When you have eliminated the impossible, whatever remains, however improbable, must be the truth. 

- Sherlock Holmes

*note: Bayesian analysis follows a different logic. 

P-values ONLY address possibility 1: how likely is it that chance alone could explain the observed result If the two variables were not correlated, what the likeliihood that you’d see as extreme results or more - just as a result of chance? 

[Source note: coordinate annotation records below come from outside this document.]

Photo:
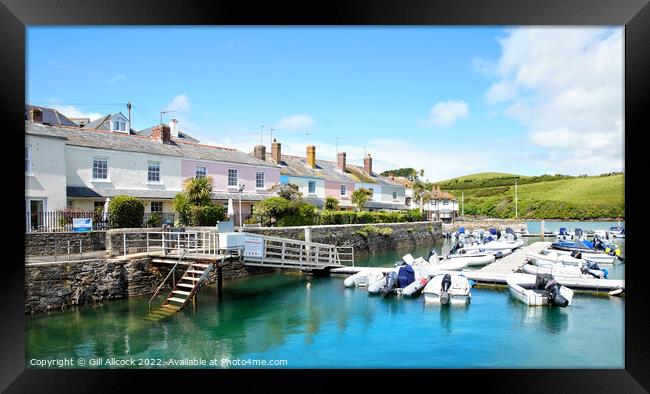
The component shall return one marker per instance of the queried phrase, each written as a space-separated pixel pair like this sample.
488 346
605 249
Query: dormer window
119 125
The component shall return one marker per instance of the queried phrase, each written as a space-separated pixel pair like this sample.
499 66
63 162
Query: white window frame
205 172
149 163
236 185
92 169
257 174
28 159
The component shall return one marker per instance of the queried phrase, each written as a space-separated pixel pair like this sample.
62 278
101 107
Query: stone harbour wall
44 244
57 286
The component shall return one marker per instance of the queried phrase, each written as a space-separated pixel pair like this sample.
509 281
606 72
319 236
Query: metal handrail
165 280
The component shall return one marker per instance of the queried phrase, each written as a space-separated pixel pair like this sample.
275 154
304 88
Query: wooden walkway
496 273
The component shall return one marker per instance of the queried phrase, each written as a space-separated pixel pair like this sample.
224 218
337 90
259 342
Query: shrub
331 203
155 220
125 211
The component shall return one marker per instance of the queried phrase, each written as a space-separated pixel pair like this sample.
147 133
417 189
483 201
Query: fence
61 221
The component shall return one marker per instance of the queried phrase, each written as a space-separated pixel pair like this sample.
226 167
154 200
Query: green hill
541 197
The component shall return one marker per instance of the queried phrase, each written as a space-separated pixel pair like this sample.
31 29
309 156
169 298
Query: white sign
254 247
80 225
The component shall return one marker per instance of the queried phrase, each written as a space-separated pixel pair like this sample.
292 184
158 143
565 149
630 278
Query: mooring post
219 281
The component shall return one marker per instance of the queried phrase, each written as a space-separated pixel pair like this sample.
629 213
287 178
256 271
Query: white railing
174 243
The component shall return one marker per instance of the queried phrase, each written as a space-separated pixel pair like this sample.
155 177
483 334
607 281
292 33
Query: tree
198 190
287 191
331 203
360 197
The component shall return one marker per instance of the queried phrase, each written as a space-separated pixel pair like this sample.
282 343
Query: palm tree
199 190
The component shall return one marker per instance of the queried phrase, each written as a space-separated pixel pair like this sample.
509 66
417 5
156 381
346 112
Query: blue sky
451 100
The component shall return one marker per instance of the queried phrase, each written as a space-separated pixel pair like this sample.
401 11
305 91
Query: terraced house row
75 163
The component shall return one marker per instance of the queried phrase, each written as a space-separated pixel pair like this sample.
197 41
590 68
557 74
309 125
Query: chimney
161 133
276 151
341 161
260 152
311 156
36 115
173 128
367 164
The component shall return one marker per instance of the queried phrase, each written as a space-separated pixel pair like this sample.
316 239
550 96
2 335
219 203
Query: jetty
496 273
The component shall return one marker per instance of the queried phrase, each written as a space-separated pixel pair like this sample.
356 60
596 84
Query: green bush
155 220
206 215
125 212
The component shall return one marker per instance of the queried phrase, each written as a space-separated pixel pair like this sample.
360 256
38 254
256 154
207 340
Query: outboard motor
444 289
547 283
390 283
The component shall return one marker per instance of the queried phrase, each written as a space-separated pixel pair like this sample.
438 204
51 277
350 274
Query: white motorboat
617 232
540 289
548 257
363 278
600 258
448 289
564 271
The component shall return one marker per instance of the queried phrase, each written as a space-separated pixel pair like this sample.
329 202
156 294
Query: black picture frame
15 15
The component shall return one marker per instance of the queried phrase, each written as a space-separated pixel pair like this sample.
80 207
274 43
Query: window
153 174
201 172
28 160
259 180
119 125
232 178
100 168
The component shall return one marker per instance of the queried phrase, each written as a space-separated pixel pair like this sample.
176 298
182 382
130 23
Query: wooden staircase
183 292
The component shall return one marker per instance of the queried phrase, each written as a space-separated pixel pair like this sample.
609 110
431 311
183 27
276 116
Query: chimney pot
367 164
36 115
311 156
341 161
260 152
161 133
276 151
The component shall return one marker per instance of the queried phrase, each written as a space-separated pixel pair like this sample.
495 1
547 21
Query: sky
448 100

Consider: if I start flipping a coin, how many consecutives “Heads” need to occur before you’ll suspect it’s not a fair coin? 

Sequence Flips P-value
HH 2 flips 0.25
HHH 3 flips 0.125
HHHH 4 flips 0.0625
4.32 flips 0.05
HHHHH 5 flips 0.03125

More at: https://stat.lesslikely.com/s-values/

IMPORTANT POINT: the p-value is NOT the probability that the coin is biased. It is the probability of seeing that result (or more extreme) ASSUMING the coin is biased. 

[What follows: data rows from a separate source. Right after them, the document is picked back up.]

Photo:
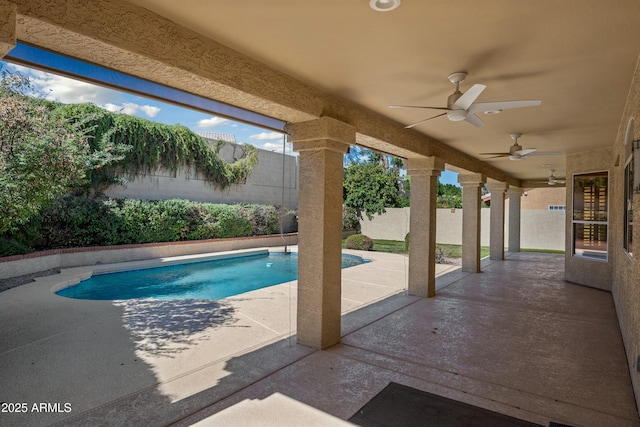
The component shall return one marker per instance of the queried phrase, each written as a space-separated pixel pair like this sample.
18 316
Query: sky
69 91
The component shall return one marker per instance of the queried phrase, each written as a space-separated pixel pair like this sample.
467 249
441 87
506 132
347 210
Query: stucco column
7 27
496 224
424 174
321 144
471 198
515 195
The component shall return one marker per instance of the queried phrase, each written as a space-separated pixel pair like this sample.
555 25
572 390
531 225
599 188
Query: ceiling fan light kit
462 106
384 5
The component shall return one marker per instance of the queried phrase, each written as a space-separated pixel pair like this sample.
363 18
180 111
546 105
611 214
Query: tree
372 183
42 157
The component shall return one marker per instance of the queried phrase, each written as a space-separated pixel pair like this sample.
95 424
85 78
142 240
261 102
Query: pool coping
72 276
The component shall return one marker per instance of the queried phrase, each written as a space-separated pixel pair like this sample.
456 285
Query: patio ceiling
577 56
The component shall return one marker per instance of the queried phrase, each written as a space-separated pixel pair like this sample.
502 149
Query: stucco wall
542 198
626 269
539 229
264 186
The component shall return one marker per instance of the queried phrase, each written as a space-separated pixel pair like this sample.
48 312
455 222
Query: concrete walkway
515 339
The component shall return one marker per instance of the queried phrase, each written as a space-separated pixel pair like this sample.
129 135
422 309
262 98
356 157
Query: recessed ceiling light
384 5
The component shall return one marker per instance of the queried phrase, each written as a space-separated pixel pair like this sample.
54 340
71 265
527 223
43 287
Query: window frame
627 236
590 222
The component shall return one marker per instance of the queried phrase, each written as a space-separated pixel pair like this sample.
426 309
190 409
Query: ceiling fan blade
526 152
474 120
422 121
469 96
419 106
547 153
499 156
501 105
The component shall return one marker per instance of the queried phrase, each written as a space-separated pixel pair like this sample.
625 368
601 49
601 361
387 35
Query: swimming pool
213 280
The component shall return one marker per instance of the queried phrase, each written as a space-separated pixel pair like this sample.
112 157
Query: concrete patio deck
514 339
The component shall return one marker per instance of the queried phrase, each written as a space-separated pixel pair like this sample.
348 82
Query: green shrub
350 220
10 247
359 242
79 221
264 219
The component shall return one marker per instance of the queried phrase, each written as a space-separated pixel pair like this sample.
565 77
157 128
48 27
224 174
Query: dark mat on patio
398 405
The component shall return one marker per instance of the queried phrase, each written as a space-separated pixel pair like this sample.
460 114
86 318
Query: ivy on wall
149 146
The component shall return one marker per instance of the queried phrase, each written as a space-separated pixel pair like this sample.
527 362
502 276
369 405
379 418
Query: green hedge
77 221
359 242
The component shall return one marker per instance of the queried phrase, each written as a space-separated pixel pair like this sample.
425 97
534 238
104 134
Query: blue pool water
201 280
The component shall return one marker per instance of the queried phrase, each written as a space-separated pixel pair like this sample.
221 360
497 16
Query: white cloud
65 90
150 110
69 91
211 122
132 109
267 136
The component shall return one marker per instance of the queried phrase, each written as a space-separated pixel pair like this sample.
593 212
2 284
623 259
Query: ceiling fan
461 106
553 180
516 152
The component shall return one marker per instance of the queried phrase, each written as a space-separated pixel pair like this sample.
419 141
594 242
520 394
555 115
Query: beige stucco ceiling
577 56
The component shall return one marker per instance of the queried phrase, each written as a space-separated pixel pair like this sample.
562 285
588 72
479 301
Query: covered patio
513 335
515 339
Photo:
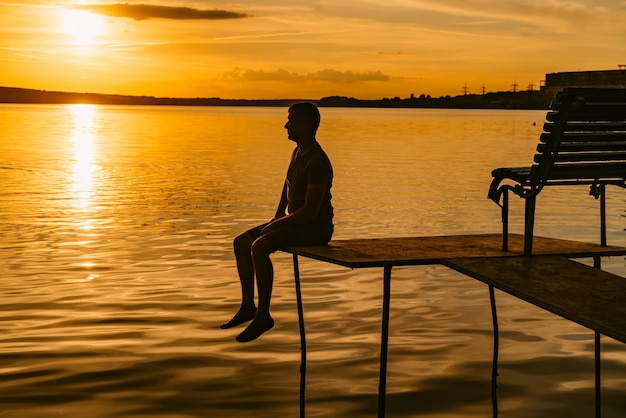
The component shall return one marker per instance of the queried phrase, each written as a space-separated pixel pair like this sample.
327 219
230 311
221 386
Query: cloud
333 76
148 11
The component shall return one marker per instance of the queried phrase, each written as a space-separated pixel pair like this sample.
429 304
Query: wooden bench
584 142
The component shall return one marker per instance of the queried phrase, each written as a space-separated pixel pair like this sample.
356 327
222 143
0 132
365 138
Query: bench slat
607 170
587 147
578 137
596 126
581 157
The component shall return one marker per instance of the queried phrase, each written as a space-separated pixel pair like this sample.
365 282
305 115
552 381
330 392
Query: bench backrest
584 137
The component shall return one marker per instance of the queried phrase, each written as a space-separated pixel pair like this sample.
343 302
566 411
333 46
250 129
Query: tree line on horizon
499 100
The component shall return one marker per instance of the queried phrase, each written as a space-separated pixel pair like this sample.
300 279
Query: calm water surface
115 239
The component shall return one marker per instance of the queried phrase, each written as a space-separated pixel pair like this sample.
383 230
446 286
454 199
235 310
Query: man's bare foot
245 313
262 322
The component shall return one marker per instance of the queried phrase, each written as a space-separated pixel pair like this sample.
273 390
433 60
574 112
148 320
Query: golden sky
304 49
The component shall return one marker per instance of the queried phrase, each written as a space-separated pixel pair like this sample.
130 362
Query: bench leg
505 220
529 224
296 274
598 378
496 345
384 340
603 215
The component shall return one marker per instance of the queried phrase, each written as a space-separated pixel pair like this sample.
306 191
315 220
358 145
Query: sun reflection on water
84 153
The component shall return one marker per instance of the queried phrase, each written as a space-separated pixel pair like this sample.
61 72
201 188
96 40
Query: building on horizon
603 78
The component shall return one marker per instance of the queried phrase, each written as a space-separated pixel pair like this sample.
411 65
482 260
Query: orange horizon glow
269 51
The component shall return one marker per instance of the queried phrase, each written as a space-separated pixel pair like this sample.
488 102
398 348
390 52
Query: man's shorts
295 235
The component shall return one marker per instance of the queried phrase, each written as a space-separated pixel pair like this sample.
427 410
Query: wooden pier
548 279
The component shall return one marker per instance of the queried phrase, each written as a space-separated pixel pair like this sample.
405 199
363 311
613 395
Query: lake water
116 226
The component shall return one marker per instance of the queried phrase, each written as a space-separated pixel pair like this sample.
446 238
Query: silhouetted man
304 217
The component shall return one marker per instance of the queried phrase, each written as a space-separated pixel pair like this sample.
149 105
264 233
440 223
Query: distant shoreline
500 100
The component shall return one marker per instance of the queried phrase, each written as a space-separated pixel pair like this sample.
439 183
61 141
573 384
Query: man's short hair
309 112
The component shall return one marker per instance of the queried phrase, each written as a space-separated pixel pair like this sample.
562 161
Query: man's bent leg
262 248
242 246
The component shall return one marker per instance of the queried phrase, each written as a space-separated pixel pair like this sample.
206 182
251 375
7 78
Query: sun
82 26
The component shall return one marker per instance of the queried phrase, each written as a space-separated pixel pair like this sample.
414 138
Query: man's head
304 119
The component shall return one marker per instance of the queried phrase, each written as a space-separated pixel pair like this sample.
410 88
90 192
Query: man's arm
312 204
282 205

Sidebar: understanding multiplicity: If we all flipped a coin 5 times, what is the chance that one of us would get 5 heads in a row? 

  • If 10 people = (1-0.03125)^10 = 0.727.  23.3% of at least 1 HHHHH -> we’re back to weak evidence of a real effect. 
  • This is obviously true when multiple tests are reported, but less obviously also true if you try several analyses and choose the “best one” after seeing the result. Hence, prespecification.

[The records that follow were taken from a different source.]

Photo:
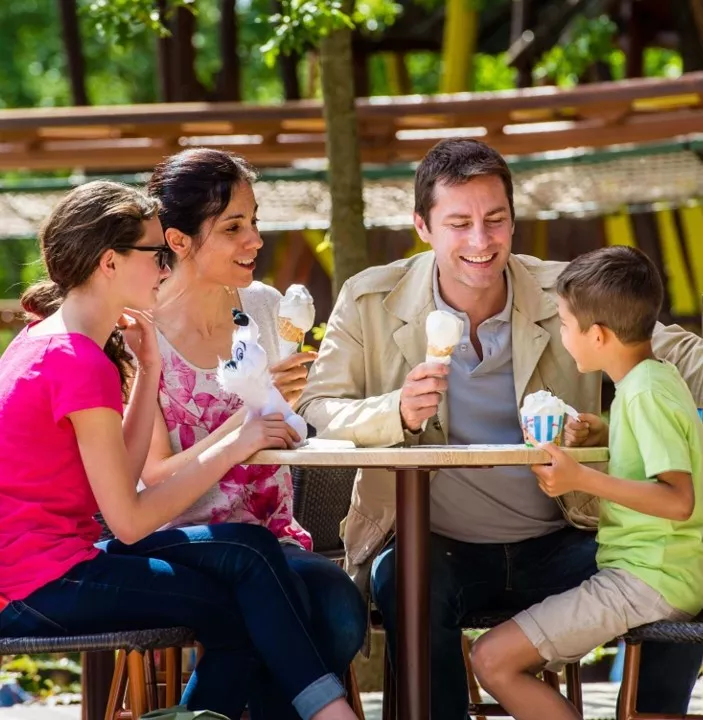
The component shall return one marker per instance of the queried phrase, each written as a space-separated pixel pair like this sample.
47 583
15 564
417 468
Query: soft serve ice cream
443 333
542 415
296 315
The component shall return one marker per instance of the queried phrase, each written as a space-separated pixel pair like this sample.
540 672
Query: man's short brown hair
618 287
454 162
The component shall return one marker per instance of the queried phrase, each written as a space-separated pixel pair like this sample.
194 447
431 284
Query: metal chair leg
173 660
389 711
117 687
474 689
573 685
137 684
353 695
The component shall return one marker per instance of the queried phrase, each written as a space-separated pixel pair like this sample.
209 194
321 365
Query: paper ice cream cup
543 428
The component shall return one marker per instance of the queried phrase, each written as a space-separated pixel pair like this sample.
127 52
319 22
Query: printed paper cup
543 428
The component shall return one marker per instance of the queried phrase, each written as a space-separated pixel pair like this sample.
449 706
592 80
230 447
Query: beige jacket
376 334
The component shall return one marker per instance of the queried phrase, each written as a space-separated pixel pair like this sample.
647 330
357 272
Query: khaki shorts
563 628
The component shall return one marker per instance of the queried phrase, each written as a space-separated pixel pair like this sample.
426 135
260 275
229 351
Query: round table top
424 456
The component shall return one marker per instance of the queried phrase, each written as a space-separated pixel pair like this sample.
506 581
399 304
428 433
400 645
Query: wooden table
412 467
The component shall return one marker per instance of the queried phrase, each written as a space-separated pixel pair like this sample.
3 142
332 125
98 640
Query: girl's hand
140 334
291 375
267 432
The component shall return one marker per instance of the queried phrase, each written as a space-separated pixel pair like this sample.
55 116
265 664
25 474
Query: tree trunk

‘Signal to noise’: if the alternative hypothesis is that the coin is subtly imbalanced, it’ll be a much harder to detect signal. This is the logic of power analysis - if you’re looking for a subtle signal (e.g. small difference, noisy data, rare events), you’ll need a bigger study.

However, there is no free lunch: a statistical tests makes assumptions about the data, and if those assumptions hold in reality, then the implications from the analysis follow.

Example interpretation:

If the p-value from a Chi2 test is P=0.03 - we say it’s as unlikely this would occur from just chance as it would be to flip a fair coin heads 5 times in a row.

IF observations are independent; both variables are categorical; there are enough observations of each, then it is unlikely chance alone explains the difference. 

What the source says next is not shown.